About the Author
Mr. Burr has been a structural engineer since 1984. His practice is concentrated on seismic evaluation and design for new and retrofit structures.
When a building undergoes a change of use or occupancy, sometimes the design superimposed load on a suspended floor is increased to meet the new occupancy. When this happens, we are often asked to verify that the suspended floor can support the increased design load. This can be achieved by back-analysis of the floor framing or by load testing. To back analyze a floor, details of the existing floor framing must be known, which can be determined from original structural drawings or from field investigation.
In one example of this at a multi-family apartment building in Burlingame we were asked to verify the load capacity of a second floor post-tensioned lightweight concrete floor slab which was to house a new social and exercise room. The new design superimposed load for the assembly-occupancy spaces was 100 pounds per square foot. The original design superimposed load was not known for certain, but was likely in the range of 50 to 70 psf.
Although we were provided with copies of the original structural drawings we did not have the detailed post-tensioned reinforcement drawings, and therefore were not able to back analyze the floor slab with any accuracy.
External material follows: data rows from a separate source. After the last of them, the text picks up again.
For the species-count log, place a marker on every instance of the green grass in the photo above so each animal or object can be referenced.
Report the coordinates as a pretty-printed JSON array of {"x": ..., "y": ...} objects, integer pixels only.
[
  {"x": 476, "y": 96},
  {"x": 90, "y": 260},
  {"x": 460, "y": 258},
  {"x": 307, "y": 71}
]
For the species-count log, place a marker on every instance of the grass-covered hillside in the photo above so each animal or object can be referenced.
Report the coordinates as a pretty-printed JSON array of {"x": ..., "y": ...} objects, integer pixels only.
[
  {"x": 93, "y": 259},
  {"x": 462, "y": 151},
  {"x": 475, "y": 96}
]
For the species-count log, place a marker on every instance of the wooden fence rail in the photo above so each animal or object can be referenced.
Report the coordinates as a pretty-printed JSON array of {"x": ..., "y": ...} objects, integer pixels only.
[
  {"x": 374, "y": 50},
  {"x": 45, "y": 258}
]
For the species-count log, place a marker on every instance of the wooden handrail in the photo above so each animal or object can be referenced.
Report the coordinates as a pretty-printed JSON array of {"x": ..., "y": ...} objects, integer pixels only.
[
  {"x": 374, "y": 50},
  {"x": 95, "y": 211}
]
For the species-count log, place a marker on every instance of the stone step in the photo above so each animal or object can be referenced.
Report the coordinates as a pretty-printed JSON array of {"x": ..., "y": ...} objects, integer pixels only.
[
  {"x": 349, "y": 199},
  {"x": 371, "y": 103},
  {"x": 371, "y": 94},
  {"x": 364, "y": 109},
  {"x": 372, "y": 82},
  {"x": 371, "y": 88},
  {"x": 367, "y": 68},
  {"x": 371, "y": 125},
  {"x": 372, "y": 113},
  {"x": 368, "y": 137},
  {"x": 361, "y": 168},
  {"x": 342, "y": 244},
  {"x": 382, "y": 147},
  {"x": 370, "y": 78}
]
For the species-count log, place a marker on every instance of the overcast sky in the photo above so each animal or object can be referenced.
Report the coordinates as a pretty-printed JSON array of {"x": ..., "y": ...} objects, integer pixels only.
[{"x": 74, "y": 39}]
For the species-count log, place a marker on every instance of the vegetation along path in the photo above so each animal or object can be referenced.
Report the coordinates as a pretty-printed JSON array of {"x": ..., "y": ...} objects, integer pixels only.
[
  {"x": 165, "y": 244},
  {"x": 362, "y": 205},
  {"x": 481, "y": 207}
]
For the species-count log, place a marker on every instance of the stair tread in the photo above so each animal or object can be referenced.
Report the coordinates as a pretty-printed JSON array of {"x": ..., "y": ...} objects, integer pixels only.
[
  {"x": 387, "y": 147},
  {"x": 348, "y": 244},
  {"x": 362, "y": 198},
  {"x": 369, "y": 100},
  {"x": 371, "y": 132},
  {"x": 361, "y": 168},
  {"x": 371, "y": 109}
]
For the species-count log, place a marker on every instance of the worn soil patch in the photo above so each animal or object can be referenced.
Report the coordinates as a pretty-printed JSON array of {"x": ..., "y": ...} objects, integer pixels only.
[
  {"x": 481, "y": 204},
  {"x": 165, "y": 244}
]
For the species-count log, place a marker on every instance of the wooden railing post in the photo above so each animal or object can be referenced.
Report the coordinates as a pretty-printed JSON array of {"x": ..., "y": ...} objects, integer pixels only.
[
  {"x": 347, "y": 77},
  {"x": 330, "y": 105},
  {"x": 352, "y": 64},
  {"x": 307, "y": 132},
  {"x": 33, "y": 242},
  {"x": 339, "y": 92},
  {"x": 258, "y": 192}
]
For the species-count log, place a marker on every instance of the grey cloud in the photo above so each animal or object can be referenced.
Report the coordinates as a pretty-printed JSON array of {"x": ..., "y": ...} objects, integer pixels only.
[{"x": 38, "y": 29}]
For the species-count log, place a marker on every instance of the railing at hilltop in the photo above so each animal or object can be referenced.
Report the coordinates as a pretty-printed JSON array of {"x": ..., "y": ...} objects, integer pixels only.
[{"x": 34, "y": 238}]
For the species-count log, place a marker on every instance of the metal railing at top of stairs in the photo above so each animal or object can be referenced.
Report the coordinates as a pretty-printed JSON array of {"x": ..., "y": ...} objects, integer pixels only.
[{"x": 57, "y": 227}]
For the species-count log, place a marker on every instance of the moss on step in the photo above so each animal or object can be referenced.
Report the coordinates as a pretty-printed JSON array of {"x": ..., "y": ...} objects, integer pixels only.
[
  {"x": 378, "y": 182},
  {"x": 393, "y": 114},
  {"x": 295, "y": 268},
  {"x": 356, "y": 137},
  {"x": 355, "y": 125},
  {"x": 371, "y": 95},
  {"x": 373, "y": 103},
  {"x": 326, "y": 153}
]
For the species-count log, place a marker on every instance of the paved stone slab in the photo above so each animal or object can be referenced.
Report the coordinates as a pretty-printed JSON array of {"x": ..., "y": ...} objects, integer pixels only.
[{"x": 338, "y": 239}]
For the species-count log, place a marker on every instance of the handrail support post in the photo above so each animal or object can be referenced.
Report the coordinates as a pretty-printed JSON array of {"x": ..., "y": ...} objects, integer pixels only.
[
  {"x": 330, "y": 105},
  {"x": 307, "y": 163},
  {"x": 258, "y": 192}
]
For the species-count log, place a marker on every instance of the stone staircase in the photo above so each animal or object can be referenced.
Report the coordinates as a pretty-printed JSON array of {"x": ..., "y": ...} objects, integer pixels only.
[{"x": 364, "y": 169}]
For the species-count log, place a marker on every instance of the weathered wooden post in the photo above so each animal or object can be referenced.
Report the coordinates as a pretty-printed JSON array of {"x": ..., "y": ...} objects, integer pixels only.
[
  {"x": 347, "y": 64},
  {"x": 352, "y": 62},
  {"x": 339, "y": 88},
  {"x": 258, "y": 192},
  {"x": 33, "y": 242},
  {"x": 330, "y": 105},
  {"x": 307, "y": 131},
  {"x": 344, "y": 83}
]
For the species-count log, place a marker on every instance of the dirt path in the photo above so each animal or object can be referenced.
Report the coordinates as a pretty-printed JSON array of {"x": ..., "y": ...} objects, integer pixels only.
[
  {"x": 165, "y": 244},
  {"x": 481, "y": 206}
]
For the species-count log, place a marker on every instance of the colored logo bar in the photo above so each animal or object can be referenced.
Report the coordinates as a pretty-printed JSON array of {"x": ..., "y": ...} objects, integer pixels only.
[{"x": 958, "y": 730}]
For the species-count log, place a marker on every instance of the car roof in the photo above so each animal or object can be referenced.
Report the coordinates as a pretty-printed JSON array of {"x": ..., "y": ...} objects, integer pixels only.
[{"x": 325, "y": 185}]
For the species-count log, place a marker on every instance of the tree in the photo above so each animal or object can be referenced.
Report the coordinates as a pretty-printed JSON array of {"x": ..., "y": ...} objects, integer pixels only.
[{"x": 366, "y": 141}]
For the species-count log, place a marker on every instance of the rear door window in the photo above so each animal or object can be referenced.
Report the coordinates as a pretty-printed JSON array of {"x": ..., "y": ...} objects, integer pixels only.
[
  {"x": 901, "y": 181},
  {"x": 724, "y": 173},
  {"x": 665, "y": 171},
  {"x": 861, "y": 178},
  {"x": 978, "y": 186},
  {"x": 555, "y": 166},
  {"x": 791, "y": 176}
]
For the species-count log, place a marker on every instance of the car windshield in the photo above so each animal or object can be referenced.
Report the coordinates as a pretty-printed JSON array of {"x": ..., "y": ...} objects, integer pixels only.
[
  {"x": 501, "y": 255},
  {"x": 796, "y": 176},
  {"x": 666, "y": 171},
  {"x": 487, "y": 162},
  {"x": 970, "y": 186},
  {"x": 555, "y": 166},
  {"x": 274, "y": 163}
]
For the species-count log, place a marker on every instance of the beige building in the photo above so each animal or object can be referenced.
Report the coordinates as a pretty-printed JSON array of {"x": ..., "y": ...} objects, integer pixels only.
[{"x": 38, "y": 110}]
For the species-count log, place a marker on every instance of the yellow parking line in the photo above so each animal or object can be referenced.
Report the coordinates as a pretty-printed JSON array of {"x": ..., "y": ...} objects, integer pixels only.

Also the geometry of the suspended slab was irregular, making it difficult to determine the slab reinforcement and impractical to field verify the size, location and number of reinforcement bars for all the areas of slab and each supporting beam. Therefore the floor slab was load tested to verify its capacity.
The load testing was performed in accordance with ACI 318-05, Chapter 20, which required the slab to be tested to 85% of the full ultimate design load of the slab and the deflection of the slab to be monitored and compared to deflection criteria in the ACI document. To meet the total required load, the slab was tested with an added load of 203 pounds per square foot, using 32 gallon barrels filled with water and the load held for 24 hours. The load was applied incrementally and the slab deflection measured and compared against the acceptance criteria. Shoring was installed below the slab as a precaution against excessive deflection, with a small gap to allow the slab to deflect within reasonable parameters.
The testing was successful. The actual maximum slab deflection was 0.04” which was well within the allowable deflection of 0.26”. The test showed that the suspended floor slab is adequate to support the increased design load of 100 pound per square foot, which is approximately 40 to 100% higher than its original design load.
Load testing can be a cost effective and good alternative to analysis to determining the capacity of existing structural members, especially where details of the existing structure are not available or where determining existing conditions is impractical, destructive or cost prohibited.